Soultana Maria Valamoti

Olives have grown around the Mediterranean for millennia. Fossilised olive leaves dating back roughly 40,000 years have been discovered in Santorini. Archaeological excavations in Crete have uncovered remains such as olive wood and pits dating to the 5th millennium BC, with relatively more recent discoveries in the Peloponnese as well. Olives seem to have been introduced to the area of the North Aegean rather later in the prehistoric period; here, the first traces of olive cultivation come in the form of traces of pollen and olive wood dating to the 3rd and 2nd millennia BC. During the Bronze Age, olives were cultivated in southern Greece for their oil, which was exported throughout the Mediterranean, transported in special clay vessels known as stirrup jars. Olives and oil are also mentioned in Linear B tablets dating to the latter half of the 2nd millennium BC, while Homer also mentions groves of olive and other trees, such as pear, apple and pomegranate trees in the Odyssey.
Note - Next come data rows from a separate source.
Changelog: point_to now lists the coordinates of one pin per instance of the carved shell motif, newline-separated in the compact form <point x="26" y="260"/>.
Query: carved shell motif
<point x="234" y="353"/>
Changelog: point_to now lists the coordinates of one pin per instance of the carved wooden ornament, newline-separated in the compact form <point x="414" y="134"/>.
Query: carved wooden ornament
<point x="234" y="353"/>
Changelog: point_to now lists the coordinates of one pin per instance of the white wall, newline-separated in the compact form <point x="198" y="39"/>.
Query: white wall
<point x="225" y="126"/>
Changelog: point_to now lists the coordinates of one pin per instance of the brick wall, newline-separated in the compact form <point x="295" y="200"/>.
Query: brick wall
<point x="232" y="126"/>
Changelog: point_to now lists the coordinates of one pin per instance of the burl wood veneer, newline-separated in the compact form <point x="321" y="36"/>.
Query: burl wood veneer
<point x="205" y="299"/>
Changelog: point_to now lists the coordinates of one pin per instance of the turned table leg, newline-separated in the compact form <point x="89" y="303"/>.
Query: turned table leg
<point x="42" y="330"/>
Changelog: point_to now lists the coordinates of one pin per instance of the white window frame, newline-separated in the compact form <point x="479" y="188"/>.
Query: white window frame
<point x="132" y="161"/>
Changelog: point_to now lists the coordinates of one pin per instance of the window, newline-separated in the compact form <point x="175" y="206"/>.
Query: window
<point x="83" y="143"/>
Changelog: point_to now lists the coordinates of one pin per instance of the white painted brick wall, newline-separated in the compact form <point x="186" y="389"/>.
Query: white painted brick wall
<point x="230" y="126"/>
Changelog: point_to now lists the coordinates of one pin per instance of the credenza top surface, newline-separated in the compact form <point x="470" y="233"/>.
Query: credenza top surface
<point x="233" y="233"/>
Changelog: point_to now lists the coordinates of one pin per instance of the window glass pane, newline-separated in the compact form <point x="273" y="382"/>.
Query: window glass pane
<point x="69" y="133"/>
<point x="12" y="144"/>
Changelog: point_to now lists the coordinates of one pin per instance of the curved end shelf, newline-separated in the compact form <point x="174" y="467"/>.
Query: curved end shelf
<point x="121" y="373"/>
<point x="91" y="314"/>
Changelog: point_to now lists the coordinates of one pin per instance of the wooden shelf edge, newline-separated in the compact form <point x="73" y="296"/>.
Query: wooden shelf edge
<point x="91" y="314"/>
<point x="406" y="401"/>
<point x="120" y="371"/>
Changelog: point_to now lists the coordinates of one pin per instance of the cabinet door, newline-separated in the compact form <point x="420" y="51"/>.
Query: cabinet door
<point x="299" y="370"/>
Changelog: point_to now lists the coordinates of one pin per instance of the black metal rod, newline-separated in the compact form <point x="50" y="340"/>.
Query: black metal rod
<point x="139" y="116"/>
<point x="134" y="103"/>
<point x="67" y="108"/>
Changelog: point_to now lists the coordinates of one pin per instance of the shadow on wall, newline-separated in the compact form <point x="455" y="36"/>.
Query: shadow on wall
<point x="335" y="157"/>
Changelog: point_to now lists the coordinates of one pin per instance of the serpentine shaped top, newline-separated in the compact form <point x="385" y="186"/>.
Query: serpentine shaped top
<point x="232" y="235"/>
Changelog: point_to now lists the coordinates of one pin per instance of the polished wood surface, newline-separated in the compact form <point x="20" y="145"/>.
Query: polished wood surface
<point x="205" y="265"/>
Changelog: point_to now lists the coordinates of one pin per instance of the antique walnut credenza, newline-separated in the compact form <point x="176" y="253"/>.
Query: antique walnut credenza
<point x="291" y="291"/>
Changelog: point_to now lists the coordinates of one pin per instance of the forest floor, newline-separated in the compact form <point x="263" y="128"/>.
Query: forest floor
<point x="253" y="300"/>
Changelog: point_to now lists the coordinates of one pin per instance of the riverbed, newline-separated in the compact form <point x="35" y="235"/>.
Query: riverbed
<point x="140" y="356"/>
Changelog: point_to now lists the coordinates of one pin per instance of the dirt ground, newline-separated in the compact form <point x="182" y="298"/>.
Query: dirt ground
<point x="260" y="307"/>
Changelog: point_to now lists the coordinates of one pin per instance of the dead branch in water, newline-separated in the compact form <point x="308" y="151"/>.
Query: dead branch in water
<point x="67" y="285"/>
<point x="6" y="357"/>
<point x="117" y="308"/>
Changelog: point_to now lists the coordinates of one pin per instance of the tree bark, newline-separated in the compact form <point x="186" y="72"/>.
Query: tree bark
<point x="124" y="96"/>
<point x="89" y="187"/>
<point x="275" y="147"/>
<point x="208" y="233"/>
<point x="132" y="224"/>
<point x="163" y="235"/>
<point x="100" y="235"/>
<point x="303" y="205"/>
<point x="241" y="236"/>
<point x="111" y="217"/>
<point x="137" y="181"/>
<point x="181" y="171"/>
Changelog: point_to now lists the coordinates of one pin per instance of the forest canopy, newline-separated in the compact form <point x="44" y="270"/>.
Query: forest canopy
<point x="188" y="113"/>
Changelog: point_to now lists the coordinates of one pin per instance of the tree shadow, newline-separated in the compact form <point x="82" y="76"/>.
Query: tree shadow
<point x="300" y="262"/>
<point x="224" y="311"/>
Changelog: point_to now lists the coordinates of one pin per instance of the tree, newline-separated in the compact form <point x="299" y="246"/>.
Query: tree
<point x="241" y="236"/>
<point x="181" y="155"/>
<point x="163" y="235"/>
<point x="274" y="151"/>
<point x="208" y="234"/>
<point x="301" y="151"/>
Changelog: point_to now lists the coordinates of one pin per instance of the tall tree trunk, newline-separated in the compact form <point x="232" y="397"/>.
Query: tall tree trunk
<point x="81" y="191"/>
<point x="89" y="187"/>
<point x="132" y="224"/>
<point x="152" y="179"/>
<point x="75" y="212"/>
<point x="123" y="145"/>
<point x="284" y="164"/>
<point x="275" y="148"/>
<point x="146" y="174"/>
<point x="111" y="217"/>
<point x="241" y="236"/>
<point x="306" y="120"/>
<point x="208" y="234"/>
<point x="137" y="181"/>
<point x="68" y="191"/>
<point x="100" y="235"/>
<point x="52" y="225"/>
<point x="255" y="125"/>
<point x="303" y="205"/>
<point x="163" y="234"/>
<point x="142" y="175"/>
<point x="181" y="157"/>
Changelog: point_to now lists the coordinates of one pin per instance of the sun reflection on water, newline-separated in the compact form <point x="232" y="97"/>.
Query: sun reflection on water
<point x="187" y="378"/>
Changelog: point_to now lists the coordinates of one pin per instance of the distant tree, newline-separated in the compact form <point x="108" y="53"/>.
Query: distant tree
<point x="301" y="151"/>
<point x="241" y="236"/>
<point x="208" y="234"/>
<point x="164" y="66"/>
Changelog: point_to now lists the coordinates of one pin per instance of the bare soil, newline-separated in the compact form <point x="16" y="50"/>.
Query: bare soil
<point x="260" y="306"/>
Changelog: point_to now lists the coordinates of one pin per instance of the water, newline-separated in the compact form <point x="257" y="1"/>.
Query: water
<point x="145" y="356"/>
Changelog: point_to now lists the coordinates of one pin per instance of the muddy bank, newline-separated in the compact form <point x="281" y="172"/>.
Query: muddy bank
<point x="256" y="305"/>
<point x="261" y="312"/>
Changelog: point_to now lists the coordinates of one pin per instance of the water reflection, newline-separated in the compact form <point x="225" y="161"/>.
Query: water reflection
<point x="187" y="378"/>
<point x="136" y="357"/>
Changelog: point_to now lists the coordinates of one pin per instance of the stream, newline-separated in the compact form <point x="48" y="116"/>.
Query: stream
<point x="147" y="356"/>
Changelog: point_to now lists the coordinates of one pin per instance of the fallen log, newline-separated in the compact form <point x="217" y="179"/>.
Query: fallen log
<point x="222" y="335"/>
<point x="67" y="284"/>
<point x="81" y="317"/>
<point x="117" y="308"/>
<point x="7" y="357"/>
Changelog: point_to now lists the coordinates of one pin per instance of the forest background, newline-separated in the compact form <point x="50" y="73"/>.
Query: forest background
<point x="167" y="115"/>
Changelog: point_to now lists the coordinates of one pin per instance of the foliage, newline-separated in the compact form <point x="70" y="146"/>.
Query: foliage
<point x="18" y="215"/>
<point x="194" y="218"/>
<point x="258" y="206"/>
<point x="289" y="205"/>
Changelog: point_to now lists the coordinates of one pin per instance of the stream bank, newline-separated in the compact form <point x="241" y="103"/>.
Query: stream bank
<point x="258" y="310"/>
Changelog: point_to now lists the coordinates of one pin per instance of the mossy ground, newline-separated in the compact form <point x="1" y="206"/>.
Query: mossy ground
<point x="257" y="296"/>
While olives are most closely associated with the production of olive oil, the fruit itself was a notably popular treat in ancient Greece, and table olives came in a dizzying variety of preparations, qualities and places of origin. Thus, for example, Aristophanes (4th – 3rd century BC) twice mentions ‘thlasti’, a form of split olives; in fact, in one of these cases he even opines that these were superior to ‘almada’, olives kept in brine. The poet Eupolis, who lived in Athens in the 5th century BC, as well as later writers, such as Archestratus (4th century BC), mention the term ‘drypepis’, olives left to ripen on their trees. Ancient Greeks consumed an incredible variety of olives: apart from ‘thlasti’, ‘almada’, and ‘drypepis’, they also consumed olives in ‘gergerimon’, ‘pityrin’, and ‘lefki’ form. A passage from the work of the poet Callimachus, writing in the 4th century BC, mentions ‘gergerimon’, olives ripened to the point that their flesh had become prune-like, ‘pityrin’, very small olives, and ‘lefki’, light-coloured olives. According to Callimachus, these forms of olives were preserved in brine. The poet also employs a striking term, ‘kolymvades’ – swimmers – to describe olives kept in brine and served as side dishes for meals. These olives were also known as ‘almades’, a term found in Aristophanes. The historian Polybius (2nd century BC) describes a notably large variety of olive: he compares sizes between what he calls ‘goggyles’, probably meaning large olives, and Libyan persimmons.

Today, several thousand years later, those large green olives, the shrivelled Thasos throuba olives, and the almades that have retained their ancient name, continue to play a major role in Greek culinary habits. Cracked olives from Mani and other regions throughout Greece, prepared by crushing with stones before processing, remind us of the ancient split olives.

Image : Cracked olives, similar to the split olives of antiquity, swim in brine and olive oil, Kalamata, June 2025. Photograph generously granted by Georgios Oikonomakos.